Most telling when regard is had to the probabilities, is the evidence of Boltmann himself. He is the person who paid the bribe. He had nothing to gain from giving evidence other than to implicate himself in the serious crime of corruption. Not only did he do so, but he travelled at great cost, both in terms of time and money, firstly to Beit Bridge in order to give evidence at the disciplinary enquiry, and secondly to Makhado, previously called Louis Trichardt, to give evidence at the arbitration. As Boltmann himself says in his evidence, and his frustration is palpable, and I quote from this evidence under cross-examination (this is when it was suggested to him under cross-examination that he was fabricating his version):

'You know that is way below my intelligence here man. You know to think that I could fabricate a story like this. You know come out of the blue. I mean to come and sit here in Louis Trichardt, to come and make up a story that we fabricated somewhere, you know I feel that you are insulting my intelligence here man. You know for what reason do you think would I fabricate a story like this. You know, at my own expense. I do not get no benefit from coming here, not at all.'

That exasperated statement has the ring of truth to it.

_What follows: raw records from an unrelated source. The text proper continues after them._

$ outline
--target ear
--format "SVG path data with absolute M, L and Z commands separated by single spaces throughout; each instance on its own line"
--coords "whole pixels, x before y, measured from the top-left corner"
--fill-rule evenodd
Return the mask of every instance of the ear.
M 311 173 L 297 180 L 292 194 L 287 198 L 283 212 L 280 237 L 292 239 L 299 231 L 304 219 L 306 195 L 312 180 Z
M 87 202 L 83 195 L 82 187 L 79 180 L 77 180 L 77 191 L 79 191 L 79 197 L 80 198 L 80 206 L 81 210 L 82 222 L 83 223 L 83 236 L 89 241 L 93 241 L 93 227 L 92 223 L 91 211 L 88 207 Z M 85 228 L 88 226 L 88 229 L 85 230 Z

Throughout his evidence Mr Boltmann, without this court having seen his demeanour but from a reading of the transcript, created the evidence of a credible witness, a person who had done wrong but was now doing the right thing’.

[51] I am therefore of the view that the second respondent correctly considered the evidence provided by Langa and Mkhize.

[52] Having had sight of all of the documents and evidence placed before the second respondent and considered by him and the transcript of the arbitration proceedings, the conclusion that the second respondent came to in respect of the evidence is in my view the only reasonable inference that could have been drawn from the evidence and at the very least does not fall foul of the threshold set in Sidumo.


[53] Accordingly, I am of the view that the second respondent’s award does not contain irregularities sufficient to justify the setting aside of his award and is not so unreasonable that another decision maker could not come to the same findings.


In the premises, I make the following order:

1. The applicant’s review application is dismissed.

2. There is no order as to costs.

Lancaster AJ

Acting Judge of the Labour Court of South Africa


For the Applicant: Adv J S Mphahlani

Instructed by: Baloyi Attorneys

For the Respondent: Adv X D Matyolo

Instructed by: Mkhabela Huntley Adekeye Inc

[1] No 66 of 1995 (as amended).

[3] (1997) 18 ILJ 367 (LAC)

[4] (2010) 31 ILJ 452 (LC) at para 17.

[5] (2013) 34 ILJ 2795 (SCA) at para 25.

[6] (2013) 34 ILJ 2779 (SCA) at para 21.